Kodheli’s cello speaks as conversationally as a cello might, sometimes entrancing our ears while at other times bopping them with stucco pops. Each sound, like each emotion, leaves us in eager anticipation.

Anderson keeps pace on electric violin, engaging the cello with insistence, as she turns to the microphone to begin her narrative.

For it’s Anderson’s seemingly life stories that give definition to Letters, lifting it wholesales out of its musical discourse and soaring it into memory.

Anderson offers us personal narratives, beginning with her earliest encounter with Jack Kennedy from 1960.

Ms. Anderson, the story goes, was running for middle school president when she wrote a letter to Jack Kennedy, asking him for political advise. Jack, at the time, was running his own campaign against Richard Nixon.

Surprisingly, Kennedy responded with a list of politically cogent bullet points. One bullet in particular stood out: get to know your community, find out what they want, and then promise you’ll get it for them.
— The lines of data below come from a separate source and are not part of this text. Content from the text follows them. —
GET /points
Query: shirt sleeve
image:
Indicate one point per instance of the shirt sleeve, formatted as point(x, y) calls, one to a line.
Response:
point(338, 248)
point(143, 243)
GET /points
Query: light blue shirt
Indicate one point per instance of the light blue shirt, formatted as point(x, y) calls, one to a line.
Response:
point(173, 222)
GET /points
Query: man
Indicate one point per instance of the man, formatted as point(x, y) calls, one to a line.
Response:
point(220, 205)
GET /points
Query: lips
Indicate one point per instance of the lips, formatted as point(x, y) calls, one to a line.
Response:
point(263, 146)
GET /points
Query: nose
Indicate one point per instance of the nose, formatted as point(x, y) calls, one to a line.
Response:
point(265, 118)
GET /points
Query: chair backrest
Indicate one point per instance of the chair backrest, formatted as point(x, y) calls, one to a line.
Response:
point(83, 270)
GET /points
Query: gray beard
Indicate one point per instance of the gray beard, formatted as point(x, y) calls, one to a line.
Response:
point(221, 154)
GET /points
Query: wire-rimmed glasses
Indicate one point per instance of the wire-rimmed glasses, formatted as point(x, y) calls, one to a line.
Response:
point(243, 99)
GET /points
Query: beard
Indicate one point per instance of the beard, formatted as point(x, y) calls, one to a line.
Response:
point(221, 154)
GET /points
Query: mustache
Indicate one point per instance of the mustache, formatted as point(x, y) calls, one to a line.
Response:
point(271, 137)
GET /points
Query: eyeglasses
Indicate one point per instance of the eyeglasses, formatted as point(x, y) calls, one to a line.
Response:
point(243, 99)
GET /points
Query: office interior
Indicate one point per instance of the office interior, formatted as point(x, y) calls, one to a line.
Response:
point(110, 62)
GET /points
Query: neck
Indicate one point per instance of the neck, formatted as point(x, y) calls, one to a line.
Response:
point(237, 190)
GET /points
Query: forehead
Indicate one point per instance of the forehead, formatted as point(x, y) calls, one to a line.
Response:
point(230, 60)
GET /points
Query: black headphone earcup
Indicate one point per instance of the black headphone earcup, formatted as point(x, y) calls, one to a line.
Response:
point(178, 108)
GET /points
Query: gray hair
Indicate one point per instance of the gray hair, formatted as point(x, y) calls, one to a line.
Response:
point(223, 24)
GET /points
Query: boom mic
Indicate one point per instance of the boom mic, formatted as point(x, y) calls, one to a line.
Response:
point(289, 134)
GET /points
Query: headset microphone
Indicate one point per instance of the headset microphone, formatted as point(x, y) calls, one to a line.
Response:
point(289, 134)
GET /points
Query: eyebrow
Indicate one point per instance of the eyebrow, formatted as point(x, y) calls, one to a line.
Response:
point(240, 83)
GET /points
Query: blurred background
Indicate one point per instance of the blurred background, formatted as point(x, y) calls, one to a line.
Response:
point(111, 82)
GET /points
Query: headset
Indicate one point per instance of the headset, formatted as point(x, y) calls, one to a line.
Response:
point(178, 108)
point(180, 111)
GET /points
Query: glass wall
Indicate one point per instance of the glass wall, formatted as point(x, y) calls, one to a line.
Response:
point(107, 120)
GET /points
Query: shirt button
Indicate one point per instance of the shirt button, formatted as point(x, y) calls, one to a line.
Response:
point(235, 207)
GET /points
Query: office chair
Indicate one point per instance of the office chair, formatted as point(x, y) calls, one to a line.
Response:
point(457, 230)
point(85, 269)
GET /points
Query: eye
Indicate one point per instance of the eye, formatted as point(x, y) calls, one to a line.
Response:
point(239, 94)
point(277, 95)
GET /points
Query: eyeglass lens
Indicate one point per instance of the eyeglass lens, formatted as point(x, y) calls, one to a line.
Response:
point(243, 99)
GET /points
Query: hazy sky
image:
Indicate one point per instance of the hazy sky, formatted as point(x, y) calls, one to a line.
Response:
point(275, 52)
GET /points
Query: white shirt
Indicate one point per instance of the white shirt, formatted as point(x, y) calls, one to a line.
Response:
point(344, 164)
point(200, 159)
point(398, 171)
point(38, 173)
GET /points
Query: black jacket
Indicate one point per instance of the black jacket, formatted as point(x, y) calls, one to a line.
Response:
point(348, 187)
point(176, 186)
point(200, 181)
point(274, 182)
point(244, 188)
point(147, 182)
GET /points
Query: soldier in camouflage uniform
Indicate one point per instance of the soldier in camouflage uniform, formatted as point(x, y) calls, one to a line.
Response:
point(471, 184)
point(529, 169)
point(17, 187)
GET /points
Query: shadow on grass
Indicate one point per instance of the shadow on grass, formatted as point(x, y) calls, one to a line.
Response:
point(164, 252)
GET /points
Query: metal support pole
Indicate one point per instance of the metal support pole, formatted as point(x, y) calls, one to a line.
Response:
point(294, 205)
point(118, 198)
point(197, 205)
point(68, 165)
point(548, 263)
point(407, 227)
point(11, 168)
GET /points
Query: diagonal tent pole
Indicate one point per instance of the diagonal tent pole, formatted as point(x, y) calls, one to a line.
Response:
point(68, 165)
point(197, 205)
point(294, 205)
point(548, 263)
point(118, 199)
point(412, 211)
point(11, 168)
Yes, Letters to Jack has its funny parts, even if it’s sadly true.

Anderson won her election by the way (as did Kennedy later), no doubt, in part, by following Kennedy’s wise advise, which Kennedy himself demonstrated to perfection at story’s end when he sent a dozen red roses to the victorious Anderson.

Anderson delivers her stories in a simple, arresting style, sincere and seemingly without polish. Sometimes, in fact, her voice slips beneath the volume on the music and words are lost in the ether.

The most powerful story of the evening involved an Anderson childhood accident. While attempting a flip off the high dive, Anderson breaks her back on the side of the pool and is in traction for months. As with all of Anderson’s narratives, however, the focus is not so much on the events that happen, as they are on the way the events are remembered and recounted.

Such are the building blocks of culture; such are the building blocks of identity. For years, Anderson blocked out the most disturbing details of that terrifying event. As a result, the event was transformed.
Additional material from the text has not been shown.